The number of active oil drilling platforms in the United States increased for the first time in seven weeks. According to data released by General Electric's Baker Hughes Oilfield Service, 770 U.S. online drilling wells were drilled in the week ending Aug. 16, six more than the previous week, and 99 fewer than the same period last year. The report shows that the Canaan Woodford Basin (CANA WOODFORD) has increased by one basin; Colorado's DJ-Niobrara basin by one; Texas's Eagle Ford basin by one; Permian basin by three; Ohio's Utica basin by two; Williston basin by one; and One more; 27 U.S. offshore platforms this week, two more than the previous week; six more than the same period last year. Baker Hughes data also showed that 165 natural gas drillings were drilled in the United States during the same period, four less than the previous week, and 21 less than the same period last year. There are 907 terrestrial oil and gas platforms in the United States, two less than the previous week and 127 less than the same period last year. The total number of oil and gas drilling platforms in the United States is 935, one more than the previous week; 122 less than the same period last year.
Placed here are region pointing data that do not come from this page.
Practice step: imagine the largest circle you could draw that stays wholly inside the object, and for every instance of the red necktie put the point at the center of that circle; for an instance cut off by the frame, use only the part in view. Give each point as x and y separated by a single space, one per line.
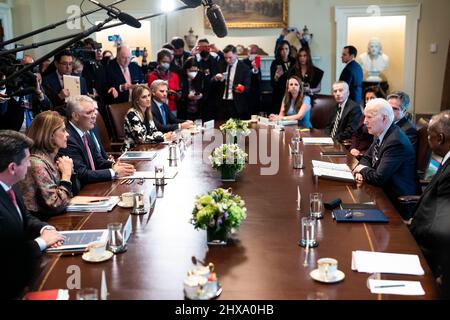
88 151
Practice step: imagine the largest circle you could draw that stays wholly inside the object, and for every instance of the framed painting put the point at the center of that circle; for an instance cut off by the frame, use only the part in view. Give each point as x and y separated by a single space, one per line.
253 13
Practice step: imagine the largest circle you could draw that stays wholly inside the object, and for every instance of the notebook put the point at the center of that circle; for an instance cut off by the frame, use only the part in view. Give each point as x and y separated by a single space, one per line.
359 215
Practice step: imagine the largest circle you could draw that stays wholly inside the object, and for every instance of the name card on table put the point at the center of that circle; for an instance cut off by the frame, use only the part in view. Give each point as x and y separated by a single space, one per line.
209 125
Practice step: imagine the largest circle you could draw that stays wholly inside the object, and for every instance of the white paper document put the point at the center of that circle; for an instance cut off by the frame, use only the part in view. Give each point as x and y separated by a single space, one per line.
379 262
169 173
407 288
323 140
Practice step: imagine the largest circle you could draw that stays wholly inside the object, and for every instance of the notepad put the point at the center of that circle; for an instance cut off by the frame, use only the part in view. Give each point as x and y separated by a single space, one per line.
380 262
324 140
333 171
407 288
138 155
359 215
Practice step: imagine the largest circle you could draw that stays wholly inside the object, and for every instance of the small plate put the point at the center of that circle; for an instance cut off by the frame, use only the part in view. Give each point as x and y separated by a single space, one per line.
316 276
123 205
208 295
106 256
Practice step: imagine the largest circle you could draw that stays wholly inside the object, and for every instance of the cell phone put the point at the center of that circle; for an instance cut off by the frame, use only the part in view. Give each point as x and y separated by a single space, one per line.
258 62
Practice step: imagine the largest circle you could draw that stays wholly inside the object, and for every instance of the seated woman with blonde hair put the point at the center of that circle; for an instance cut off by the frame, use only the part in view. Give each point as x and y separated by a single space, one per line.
47 187
139 125
295 105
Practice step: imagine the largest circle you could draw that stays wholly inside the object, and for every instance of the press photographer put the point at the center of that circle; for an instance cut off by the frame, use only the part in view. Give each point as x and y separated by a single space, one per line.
22 98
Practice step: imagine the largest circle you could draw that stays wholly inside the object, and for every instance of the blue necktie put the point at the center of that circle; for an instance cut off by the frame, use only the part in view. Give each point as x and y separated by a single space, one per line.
163 114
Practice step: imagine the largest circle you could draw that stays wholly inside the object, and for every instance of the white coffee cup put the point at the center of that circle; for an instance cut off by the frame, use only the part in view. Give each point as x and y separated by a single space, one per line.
96 249
127 199
327 268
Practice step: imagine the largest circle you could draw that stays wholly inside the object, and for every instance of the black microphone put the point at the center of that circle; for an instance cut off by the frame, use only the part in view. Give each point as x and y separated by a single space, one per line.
122 16
192 3
216 20
21 92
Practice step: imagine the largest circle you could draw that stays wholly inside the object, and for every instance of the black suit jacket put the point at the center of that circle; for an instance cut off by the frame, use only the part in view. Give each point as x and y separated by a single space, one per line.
353 75
115 78
395 171
52 88
171 121
410 129
76 150
243 77
348 123
431 224
20 250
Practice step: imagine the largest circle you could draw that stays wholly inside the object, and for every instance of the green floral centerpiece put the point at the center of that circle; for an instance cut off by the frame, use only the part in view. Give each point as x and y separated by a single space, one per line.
220 213
234 128
229 159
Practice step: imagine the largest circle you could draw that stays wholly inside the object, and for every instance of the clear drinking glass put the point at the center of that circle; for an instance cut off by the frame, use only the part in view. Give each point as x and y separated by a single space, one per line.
316 205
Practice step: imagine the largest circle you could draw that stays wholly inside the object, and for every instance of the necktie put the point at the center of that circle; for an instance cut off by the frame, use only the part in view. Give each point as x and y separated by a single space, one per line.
12 196
376 150
227 85
163 114
336 122
88 152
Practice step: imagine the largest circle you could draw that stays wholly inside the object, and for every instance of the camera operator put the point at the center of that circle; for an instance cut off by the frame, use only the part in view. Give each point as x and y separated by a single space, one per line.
54 84
28 99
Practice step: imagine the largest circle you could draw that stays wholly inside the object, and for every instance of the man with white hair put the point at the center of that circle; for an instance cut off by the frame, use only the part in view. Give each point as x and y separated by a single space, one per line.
390 162
122 76
87 161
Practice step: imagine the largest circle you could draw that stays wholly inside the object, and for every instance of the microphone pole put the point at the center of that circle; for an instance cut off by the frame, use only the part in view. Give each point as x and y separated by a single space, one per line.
80 36
52 26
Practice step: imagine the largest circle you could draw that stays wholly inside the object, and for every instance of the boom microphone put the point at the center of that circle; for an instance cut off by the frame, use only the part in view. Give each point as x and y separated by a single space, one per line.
122 16
216 20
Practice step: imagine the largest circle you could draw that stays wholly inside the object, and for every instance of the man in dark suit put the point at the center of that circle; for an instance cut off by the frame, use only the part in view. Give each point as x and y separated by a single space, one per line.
352 73
164 120
53 83
431 220
234 79
122 76
390 162
88 163
23 236
399 102
344 122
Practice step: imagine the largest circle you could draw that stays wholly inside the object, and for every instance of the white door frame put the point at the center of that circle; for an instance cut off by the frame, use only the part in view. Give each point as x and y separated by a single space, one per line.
412 13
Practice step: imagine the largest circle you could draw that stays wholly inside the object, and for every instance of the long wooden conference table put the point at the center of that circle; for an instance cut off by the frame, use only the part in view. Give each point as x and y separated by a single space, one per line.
265 260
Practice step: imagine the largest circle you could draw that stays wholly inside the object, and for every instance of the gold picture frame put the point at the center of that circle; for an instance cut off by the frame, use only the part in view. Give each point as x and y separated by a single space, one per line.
240 14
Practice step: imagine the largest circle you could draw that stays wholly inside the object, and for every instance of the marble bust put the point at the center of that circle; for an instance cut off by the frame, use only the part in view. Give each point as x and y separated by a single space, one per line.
374 61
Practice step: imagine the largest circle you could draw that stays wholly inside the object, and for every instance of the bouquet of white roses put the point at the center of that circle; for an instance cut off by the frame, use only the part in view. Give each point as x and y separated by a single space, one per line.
219 209
229 155
235 126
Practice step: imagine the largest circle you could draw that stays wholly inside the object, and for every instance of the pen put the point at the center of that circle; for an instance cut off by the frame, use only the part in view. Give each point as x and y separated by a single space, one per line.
390 286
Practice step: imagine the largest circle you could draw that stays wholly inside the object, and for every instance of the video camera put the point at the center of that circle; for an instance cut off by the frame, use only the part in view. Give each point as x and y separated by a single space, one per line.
10 65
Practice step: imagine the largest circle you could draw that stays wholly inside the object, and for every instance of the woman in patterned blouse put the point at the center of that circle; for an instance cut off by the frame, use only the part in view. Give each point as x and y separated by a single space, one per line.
139 126
47 187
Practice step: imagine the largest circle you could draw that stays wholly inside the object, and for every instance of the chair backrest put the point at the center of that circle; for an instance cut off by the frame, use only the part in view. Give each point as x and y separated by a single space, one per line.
106 139
423 148
322 110
117 113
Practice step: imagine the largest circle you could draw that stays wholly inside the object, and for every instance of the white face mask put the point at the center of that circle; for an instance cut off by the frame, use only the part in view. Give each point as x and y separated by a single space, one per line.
192 75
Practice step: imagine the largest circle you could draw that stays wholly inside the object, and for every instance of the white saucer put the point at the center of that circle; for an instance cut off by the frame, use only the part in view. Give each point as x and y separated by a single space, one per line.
316 276
106 256
123 205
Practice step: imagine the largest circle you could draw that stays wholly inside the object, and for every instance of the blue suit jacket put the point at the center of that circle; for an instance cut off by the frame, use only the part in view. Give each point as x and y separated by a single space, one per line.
53 87
115 78
76 150
395 171
353 75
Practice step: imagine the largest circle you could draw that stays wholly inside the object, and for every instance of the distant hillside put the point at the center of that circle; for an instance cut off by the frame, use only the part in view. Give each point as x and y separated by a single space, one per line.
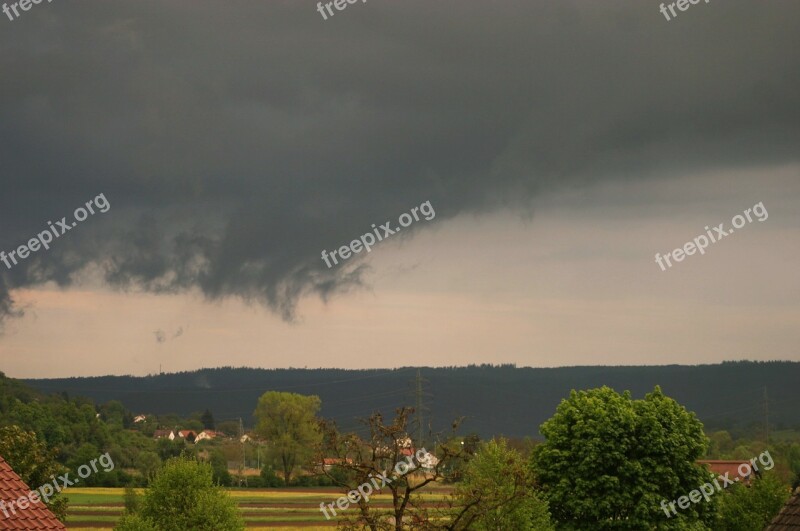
494 399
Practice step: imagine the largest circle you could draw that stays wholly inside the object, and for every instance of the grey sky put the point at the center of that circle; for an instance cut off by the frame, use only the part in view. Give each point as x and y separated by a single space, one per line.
235 141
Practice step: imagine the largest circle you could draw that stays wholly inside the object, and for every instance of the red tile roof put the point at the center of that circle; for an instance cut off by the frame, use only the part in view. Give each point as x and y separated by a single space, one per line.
36 516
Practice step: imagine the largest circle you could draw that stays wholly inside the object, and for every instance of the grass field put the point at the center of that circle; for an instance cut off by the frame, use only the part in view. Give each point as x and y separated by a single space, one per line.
274 509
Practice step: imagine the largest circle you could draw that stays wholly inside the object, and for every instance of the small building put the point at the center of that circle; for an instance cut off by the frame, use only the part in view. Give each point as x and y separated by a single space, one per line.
189 435
206 435
164 434
34 515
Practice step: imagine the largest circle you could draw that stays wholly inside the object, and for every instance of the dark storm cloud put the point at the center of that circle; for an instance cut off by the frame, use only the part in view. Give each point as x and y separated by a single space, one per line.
236 140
Concerned that the continuation of trade disputes may lead to slower economic growth, BNP Paribas lowered its oil price forecast by $55 per barrel in 2019, down $8 from the previous forecast, and the average Brent crude oil price is expected to be $62 per barrel, down $9 from the previous forecast.
Speculators continue to increase net bulls in U.S. crude oil futures, reduce net bulls in Brent crude oil futures and narrow the gap between European and American benchmark crude oil futures. In the week ending August 13, speculators held 426,330 net bulls on the New York Mercantile Exchange and the London Intercontinental Exchange for U.S. light crude oil and Brent crude oil futures and options, 6,752 fewer than in the previous week, equivalent to 6,752,000 barrels of crude oil.